Key Inclusion Criteria:

  • Laboratory-confirmed SARS-CoV-2 infection

Interventions:

  • HCQ plus AZM
  • HCQ alone
  • AZM alone
  • Neither drug

Primary Endpoint:

  • In-hospital mortality

Secondary Endpoint:

  • Cardiac arrest and arrhythmia or QT prolongation on an ECG

Number of Participants:

  • HCQ plus AZM (n = 735), HCQ alone (n = 271), AZM alone (n = 211), and neither drug (n = 221)

Participant Characteristics:

  • Patients in the treatment arms had more severe disease at baseline than those who received neither drug.

Outcomes:

  • In adjusted analyses, patients who received 1 of the 3 treatment regimens did not show a decreased in-hospital mortality rate when compared with those who received neither drug.
  • Patients who received HCQ plus AZM had a greater risk of cardiac arrest than patients who received neither drug (OR 2.13; 95% CI, 1.12–4.05).

Key Limitations:

  • This study has the inherent limitations of an observational study, including residual confounding from confounding variables that were unrecognized and/or unavailable for analysis.

Interpretation:

  • Despite the limitations discussed above, these findings suggest that although HCQ and AZM are not associated with an increased risk of in-hospital death, the combination of HCQ and AZM may be associated with an increased risk of cardiac arrest.
Observational Study of Hydroxychloroquine Versus No Hydroxychloroquine in New York City27
Observational study in hospitalized adults with COVID-19 at a large medical center (n = 1,376)

Key Inclusion Criteria:

  • Laboratory-confirmed SARS-CoV-2 infection

Key Exclusion Criteria:

  • Intubation, death, or transfer to another facility within 24 hours of arriving at the emergency department

Interventions:

  • HCQ 600 mg twice daily on Day 1, then HCQ 400 mg once daily for 4 days
  • No HCQ

Primary Endpoint: 

  • Time from study baseline (24 hours after patients arrived at the ED) to intubation or death

Number of Participants:

  • Received HCQ (n = 811) and did not receive HCQ (n = 565)

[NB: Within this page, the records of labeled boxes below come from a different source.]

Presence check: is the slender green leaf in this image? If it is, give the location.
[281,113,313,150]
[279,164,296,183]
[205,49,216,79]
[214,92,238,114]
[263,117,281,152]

Participant Characteristics:

  • HCQ recipients were more severely ill at baseline than those who did not receive HCQ.

Outcomes:

  • Using propensity scores to adjust for major predictors of respiratory failure and inverse probability weighting, the study demonstrated that HCQ use was not associated with intubation or death (HR 1.04; 95% CI, 0.82–1.32).
  • No association between concomitant use of AZM and the composite endpoint of intubation or death (HR 1.03; 95% CI, 0.81–1.31)

Key Limitations:;

  • This study has the inherent limitations of an observational study, including residual confounding from confounding variables that were unrecognized and/or unavailable for analysis.

Interpretation: 

  • The use of HCQ for treatment of COVID-19 was not associated with harm or benefit in a large observational study.